Michael Wojcik

OK - let's put it another way - of the 100 people investigated, and charged with writing the infringing application, 34 of them will be completely innocent and the chances are not good that 32 of the others had anything to do with the application either.

I cannot for the life of me figure out what scenario you are describing, but it doesn't appear to be at all related to anything described in the paper.

First, they're talking about single authorship, so of the hypothetical "100 people investigated" (by, apparently, the world's least-competent police force), only zero or one would be guilty, and at least 99 would be innocent.

Second, let's assume the 0.64 accuracy rate does extend to some pool of 100 candidates that the model has been trained on, and the single guilty party is among them. The classifier is presented with input and indicates candidate A is the closest match. Disregarding all other factors, for some reason, the investigators interview candidate A. There's a 0.64 chance they have the guilty party, and a 0.36 chance they don't. So what? It's a place to start. Picking a starting interviewee at random has only a 0.01 chance of being correct, so they've improved their odds significantly.

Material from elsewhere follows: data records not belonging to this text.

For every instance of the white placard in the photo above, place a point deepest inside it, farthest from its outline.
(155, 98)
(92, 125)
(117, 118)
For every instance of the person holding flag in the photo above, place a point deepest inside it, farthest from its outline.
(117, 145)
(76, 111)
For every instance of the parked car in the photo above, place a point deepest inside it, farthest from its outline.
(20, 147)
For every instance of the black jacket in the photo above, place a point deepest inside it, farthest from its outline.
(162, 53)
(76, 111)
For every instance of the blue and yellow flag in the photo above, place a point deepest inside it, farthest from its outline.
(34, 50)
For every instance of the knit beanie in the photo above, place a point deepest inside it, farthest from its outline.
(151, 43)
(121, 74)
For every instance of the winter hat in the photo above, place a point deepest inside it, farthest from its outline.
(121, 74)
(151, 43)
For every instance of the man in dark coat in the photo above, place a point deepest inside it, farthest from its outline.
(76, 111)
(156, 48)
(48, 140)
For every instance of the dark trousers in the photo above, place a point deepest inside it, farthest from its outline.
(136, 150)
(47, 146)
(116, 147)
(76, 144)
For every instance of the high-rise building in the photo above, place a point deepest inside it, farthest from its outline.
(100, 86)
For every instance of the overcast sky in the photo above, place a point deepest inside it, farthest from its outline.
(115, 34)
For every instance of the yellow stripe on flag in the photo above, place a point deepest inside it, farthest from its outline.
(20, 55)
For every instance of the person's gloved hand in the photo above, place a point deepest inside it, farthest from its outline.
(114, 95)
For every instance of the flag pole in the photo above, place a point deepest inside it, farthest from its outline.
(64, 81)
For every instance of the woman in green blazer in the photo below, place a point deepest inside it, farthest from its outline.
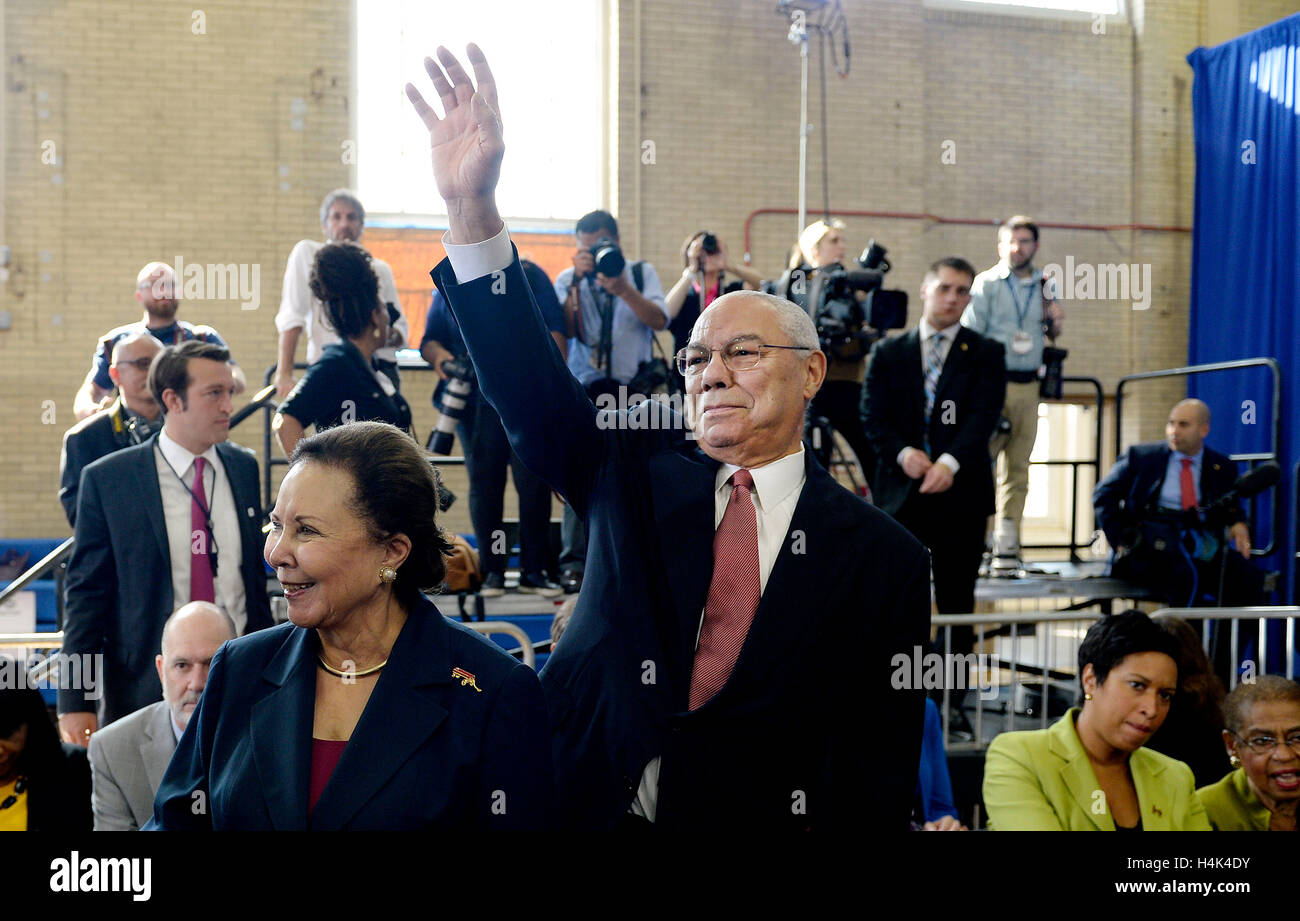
(1262, 739)
(1090, 770)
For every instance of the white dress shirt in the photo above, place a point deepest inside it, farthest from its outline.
(299, 307)
(177, 505)
(776, 485)
(945, 337)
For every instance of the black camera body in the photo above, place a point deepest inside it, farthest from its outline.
(455, 394)
(841, 319)
(609, 258)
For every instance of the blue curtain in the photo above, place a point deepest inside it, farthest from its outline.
(1246, 250)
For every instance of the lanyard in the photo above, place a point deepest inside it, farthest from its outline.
(203, 507)
(1019, 312)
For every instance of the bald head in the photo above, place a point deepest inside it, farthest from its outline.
(1187, 427)
(190, 639)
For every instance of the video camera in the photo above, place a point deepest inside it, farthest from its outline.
(841, 319)
(609, 258)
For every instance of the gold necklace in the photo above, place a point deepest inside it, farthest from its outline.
(339, 673)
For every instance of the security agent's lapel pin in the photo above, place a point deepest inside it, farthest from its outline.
(466, 678)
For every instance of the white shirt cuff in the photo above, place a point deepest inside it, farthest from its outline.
(475, 260)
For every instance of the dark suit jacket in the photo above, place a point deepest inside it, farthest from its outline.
(429, 751)
(60, 800)
(793, 739)
(1131, 489)
(120, 574)
(893, 410)
(85, 442)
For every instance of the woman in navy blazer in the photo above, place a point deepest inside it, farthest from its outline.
(369, 709)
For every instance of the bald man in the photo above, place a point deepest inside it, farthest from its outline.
(155, 290)
(128, 759)
(130, 419)
(1147, 506)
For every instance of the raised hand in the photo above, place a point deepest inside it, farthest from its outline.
(466, 143)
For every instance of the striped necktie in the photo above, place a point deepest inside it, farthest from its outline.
(934, 368)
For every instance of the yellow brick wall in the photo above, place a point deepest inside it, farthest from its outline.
(217, 147)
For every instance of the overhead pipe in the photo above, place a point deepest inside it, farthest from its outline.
(973, 221)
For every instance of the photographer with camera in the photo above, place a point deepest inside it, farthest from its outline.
(488, 452)
(612, 308)
(1010, 303)
(705, 268)
(841, 303)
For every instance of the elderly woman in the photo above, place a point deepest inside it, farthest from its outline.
(1262, 740)
(44, 785)
(368, 709)
(1090, 770)
(345, 384)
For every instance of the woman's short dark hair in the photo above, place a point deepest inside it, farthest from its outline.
(24, 707)
(395, 491)
(1118, 635)
(346, 284)
(1264, 688)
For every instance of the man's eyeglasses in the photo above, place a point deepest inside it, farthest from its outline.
(736, 355)
(1266, 744)
(138, 363)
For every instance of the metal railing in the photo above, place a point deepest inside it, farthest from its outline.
(1274, 429)
(38, 570)
(1074, 545)
(1054, 654)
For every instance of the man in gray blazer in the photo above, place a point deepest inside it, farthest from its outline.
(128, 759)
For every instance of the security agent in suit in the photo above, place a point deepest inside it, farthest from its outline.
(1147, 498)
(128, 759)
(144, 545)
(930, 418)
(129, 420)
(836, 588)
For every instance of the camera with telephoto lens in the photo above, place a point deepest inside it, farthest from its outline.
(609, 258)
(841, 319)
(455, 393)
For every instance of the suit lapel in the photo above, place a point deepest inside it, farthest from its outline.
(819, 517)
(157, 746)
(683, 491)
(1153, 800)
(150, 494)
(1077, 772)
(403, 710)
(280, 726)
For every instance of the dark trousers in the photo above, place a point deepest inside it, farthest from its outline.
(841, 405)
(488, 453)
(956, 541)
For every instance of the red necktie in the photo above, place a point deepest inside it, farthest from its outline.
(732, 595)
(1188, 484)
(200, 563)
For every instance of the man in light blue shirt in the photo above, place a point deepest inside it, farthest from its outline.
(1006, 306)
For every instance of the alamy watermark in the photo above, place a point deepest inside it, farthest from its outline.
(949, 671)
(57, 671)
(1101, 281)
(213, 281)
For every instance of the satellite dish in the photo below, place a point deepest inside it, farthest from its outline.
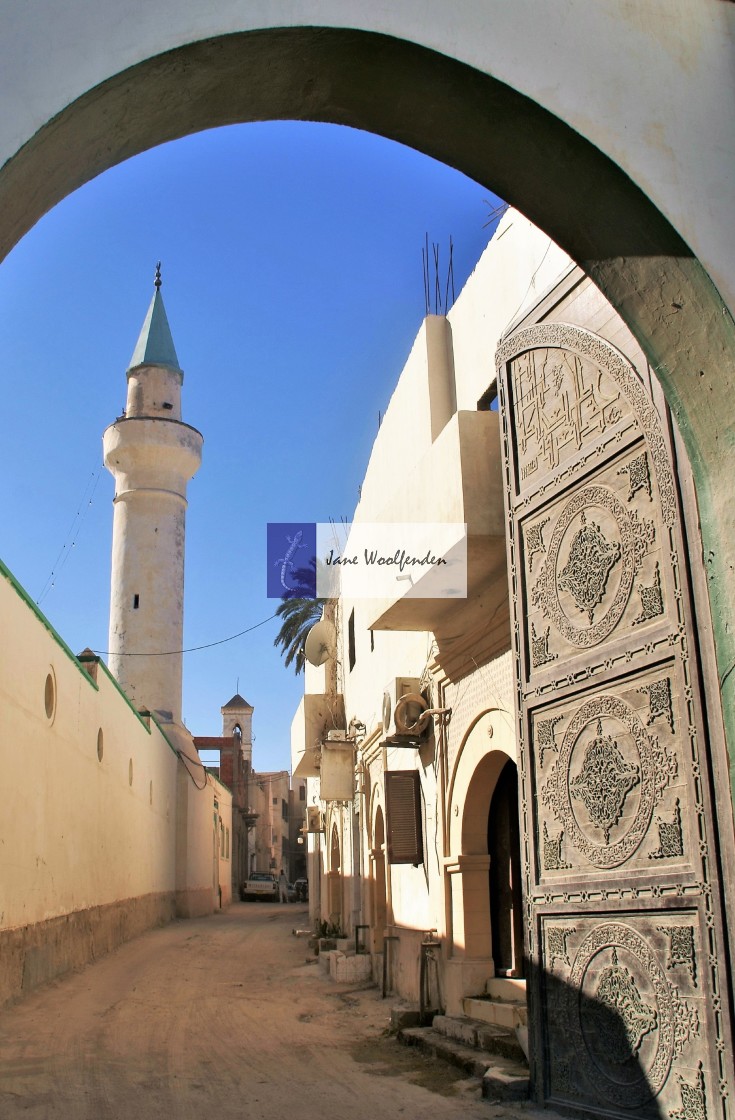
(319, 643)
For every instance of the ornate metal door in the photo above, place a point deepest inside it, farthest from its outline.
(623, 922)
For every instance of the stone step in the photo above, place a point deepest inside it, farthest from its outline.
(484, 1036)
(494, 1010)
(502, 1079)
(509, 989)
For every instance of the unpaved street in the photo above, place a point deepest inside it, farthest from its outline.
(216, 1017)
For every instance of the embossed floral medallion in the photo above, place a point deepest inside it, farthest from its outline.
(595, 568)
(606, 755)
(604, 781)
(625, 1016)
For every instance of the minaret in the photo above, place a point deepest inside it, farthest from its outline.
(151, 455)
(238, 714)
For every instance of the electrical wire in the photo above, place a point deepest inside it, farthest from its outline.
(193, 649)
(73, 532)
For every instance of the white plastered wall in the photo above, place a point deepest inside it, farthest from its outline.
(77, 831)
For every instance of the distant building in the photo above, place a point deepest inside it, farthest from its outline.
(267, 813)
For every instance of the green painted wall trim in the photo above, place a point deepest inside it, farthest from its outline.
(22, 594)
(166, 738)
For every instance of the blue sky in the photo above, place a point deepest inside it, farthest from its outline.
(291, 263)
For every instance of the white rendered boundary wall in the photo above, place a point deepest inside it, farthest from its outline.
(87, 826)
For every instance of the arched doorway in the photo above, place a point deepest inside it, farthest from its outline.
(379, 914)
(505, 893)
(334, 880)
(504, 140)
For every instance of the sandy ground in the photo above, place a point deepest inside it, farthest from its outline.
(219, 1017)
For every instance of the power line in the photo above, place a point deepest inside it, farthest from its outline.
(176, 653)
(74, 530)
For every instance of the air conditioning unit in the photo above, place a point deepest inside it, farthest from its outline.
(314, 819)
(402, 709)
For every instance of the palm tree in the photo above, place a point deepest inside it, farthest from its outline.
(298, 617)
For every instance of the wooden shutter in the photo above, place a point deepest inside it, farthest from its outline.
(403, 817)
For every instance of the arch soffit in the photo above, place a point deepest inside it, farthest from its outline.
(478, 762)
(491, 132)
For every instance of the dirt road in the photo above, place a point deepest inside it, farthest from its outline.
(216, 1017)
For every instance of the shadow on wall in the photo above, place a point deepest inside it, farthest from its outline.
(617, 1052)
(610, 1045)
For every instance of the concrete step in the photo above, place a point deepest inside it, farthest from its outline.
(480, 1035)
(502, 1079)
(503, 1014)
(509, 989)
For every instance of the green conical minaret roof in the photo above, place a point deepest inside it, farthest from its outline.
(155, 345)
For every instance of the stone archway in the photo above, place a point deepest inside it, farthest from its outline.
(466, 118)
(505, 890)
(476, 771)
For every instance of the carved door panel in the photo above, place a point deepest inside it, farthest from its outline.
(623, 924)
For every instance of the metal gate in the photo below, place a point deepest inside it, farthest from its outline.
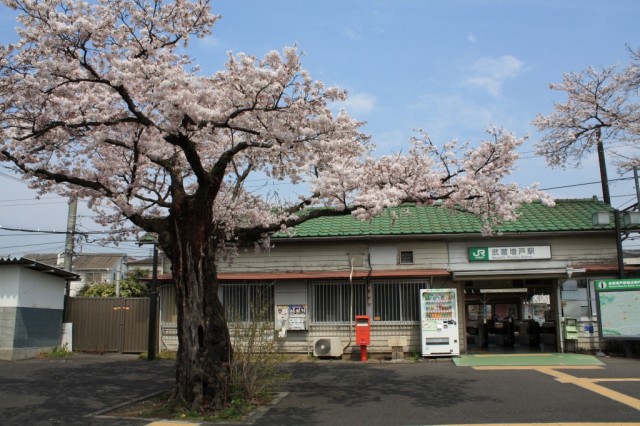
(109, 324)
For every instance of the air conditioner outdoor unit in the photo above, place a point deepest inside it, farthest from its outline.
(327, 346)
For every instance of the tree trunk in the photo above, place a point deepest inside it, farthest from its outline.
(203, 371)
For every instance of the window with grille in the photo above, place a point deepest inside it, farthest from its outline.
(330, 301)
(94, 277)
(397, 300)
(244, 302)
(406, 258)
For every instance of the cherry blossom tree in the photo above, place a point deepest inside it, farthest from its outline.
(98, 101)
(598, 108)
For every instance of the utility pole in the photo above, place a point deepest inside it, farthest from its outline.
(603, 168)
(71, 231)
(635, 182)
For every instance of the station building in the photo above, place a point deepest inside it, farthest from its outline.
(527, 287)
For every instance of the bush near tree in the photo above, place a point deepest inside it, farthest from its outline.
(131, 286)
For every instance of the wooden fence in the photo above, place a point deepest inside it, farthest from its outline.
(109, 324)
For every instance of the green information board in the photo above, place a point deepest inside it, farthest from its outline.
(619, 308)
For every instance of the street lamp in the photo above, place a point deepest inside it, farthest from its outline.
(153, 297)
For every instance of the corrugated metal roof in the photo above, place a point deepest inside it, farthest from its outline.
(41, 267)
(82, 262)
(566, 216)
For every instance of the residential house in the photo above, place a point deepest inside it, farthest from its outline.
(31, 307)
(91, 267)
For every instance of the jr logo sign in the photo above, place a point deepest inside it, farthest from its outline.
(477, 254)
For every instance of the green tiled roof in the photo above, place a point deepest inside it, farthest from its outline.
(566, 216)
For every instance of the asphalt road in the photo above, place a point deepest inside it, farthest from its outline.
(67, 391)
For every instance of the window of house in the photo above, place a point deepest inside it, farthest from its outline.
(244, 302)
(330, 301)
(397, 300)
(406, 257)
(93, 277)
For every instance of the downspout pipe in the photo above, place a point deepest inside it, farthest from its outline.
(351, 316)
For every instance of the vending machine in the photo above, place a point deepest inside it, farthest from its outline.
(439, 322)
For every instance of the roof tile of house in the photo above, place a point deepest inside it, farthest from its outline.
(566, 216)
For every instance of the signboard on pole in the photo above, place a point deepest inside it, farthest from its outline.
(488, 254)
(618, 304)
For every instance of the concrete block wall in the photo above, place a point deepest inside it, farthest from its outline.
(26, 332)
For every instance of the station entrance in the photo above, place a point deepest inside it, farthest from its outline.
(511, 315)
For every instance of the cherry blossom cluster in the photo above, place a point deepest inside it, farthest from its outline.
(98, 101)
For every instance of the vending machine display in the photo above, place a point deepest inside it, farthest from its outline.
(439, 322)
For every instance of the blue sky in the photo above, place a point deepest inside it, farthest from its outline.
(450, 67)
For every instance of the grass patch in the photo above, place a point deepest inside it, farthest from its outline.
(160, 355)
(57, 352)
(160, 406)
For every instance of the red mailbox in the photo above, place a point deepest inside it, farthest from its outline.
(363, 330)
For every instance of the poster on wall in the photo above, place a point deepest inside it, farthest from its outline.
(292, 317)
(619, 308)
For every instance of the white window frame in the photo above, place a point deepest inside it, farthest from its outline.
(239, 300)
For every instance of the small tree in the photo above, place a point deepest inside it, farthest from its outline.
(99, 101)
(131, 286)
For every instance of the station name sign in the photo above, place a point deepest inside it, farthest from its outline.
(487, 254)
(615, 285)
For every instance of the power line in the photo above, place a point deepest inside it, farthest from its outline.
(584, 184)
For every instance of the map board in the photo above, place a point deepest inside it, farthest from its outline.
(619, 308)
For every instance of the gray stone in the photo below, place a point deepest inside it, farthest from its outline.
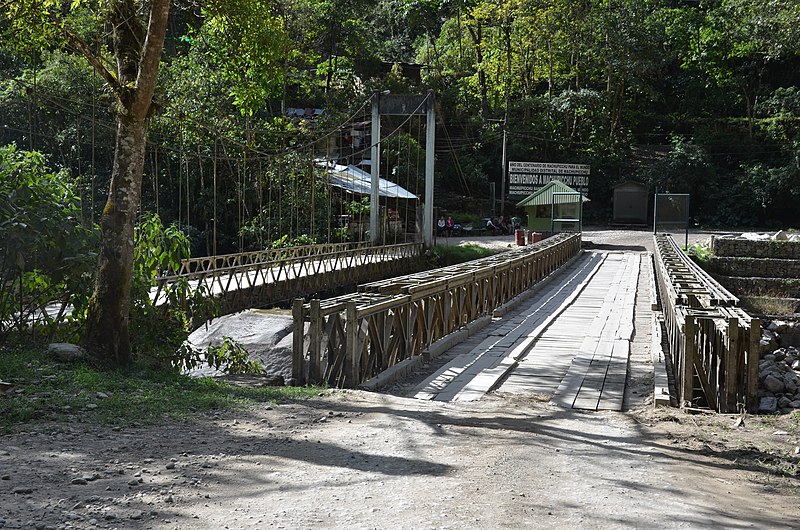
(774, 384)
(66, 353)
(768, 404)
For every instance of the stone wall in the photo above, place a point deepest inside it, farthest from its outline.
(756, 267)
(747, 248)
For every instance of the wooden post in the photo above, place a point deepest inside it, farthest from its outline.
(689, 347)
(315, 343)
(753, 357)
(352, 356)
(732, 375)
(298, 355)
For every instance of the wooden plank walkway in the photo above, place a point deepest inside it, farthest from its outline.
(571, 340)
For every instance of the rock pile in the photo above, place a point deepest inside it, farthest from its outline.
(779, 375)
(778, 371)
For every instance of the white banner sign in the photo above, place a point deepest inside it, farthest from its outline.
(525, 178)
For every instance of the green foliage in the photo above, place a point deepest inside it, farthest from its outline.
(160, 326)
(141, 395)
(230, 357)
(700, 252)
(47, 255)
(358, 208)
(446, 255)
(287, 242)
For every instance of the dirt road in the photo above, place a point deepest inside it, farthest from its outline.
(353, 459)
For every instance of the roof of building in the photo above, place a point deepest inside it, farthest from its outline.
(355, 180)
(544, 195)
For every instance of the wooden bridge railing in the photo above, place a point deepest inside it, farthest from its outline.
(713, 342)
(251, 279)
(347, 340)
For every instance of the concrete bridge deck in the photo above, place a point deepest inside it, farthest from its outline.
(571, 340)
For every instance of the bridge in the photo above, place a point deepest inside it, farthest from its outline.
(549, 319)
(263, 278)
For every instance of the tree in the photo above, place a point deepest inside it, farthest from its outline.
(136, 47)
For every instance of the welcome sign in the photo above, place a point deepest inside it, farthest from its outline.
(525, 178)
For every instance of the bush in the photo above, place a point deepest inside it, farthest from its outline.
(47, 255)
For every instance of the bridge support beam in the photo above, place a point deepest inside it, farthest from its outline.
(430, 139)
(397, 105)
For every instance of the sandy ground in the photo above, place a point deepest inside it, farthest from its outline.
(354, 459)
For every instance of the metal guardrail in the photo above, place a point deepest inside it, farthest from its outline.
(255, 278)
(714, 344)
(347, 340)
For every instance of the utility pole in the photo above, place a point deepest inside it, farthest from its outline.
(374, 201)
(505, 165)
(430, 144)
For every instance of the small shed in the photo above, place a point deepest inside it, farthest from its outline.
(631, 203)
(538, 205)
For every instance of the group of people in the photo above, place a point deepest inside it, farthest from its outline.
(448, 227)
(502, 225)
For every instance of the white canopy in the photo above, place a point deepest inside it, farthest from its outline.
(357, 180)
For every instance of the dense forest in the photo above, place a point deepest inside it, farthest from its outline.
(246, 97)
(698, 97)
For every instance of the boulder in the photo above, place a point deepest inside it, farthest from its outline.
(768, 404)
(66, 353)
(774, 384)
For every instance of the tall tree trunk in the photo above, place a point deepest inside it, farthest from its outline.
(477, 40)
(138, 54)
(109, 309)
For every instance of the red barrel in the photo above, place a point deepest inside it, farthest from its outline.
(520, 235)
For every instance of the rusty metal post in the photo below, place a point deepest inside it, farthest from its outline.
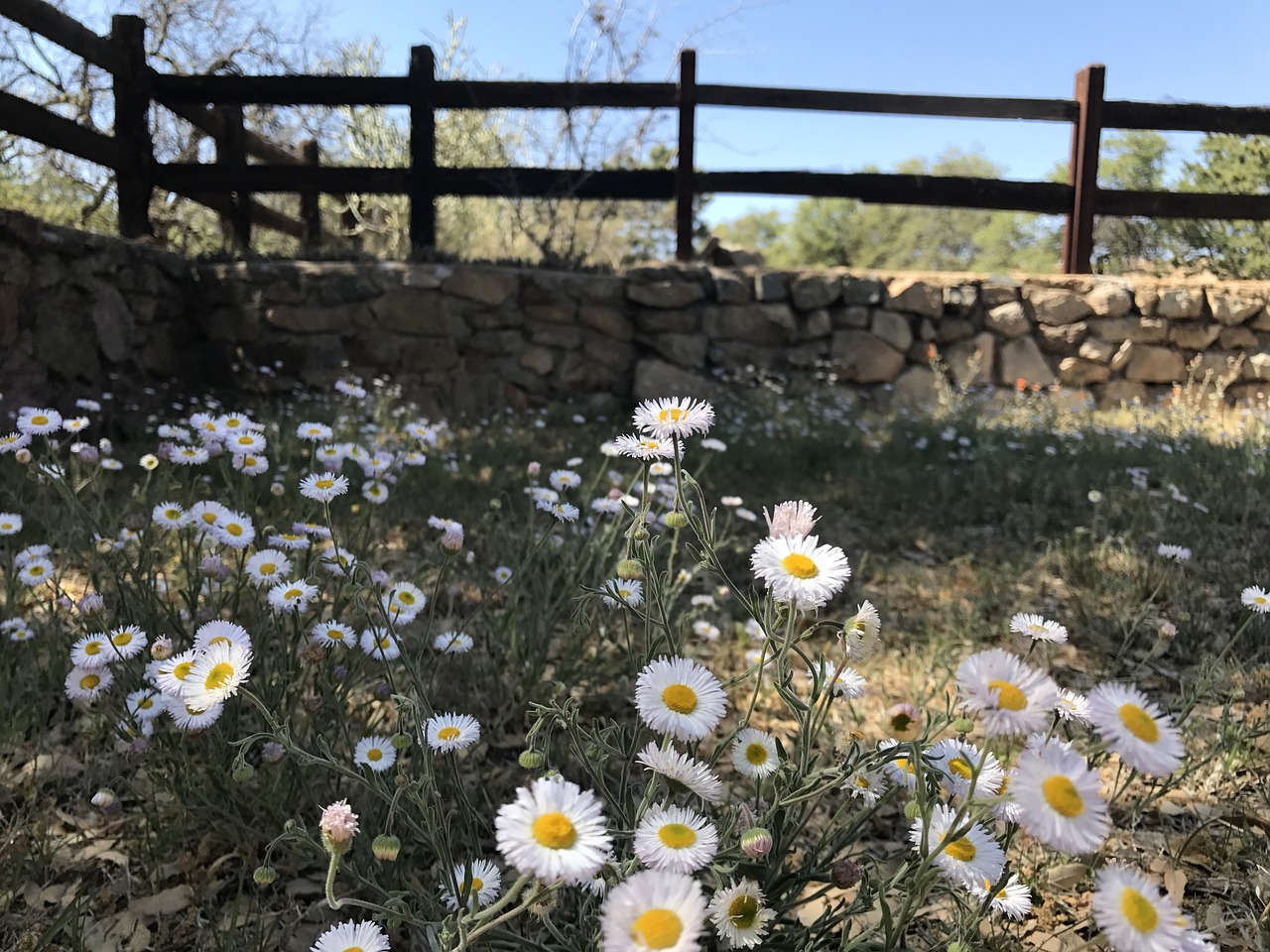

Third, the hypothetical suggestion that someone might make stupid decisions based on weak evidence doesn't negate the importance of that evidence. A Perfect Bayesian Reasoner already knew it was weak, and treated it as such. Any other process for accounting for that evidence is inferior, but that's not the fault of the evidence. Nor does that suggestion vacate the importance of the mechanism used to extract that evidence, or of the research that led to the mechanism.

We see in posts like yours a typical Reg commentator fallacy: if there's any objection that can be raised to research, then that research is useless. It's tiresome, sophomoric anti-intellectualism.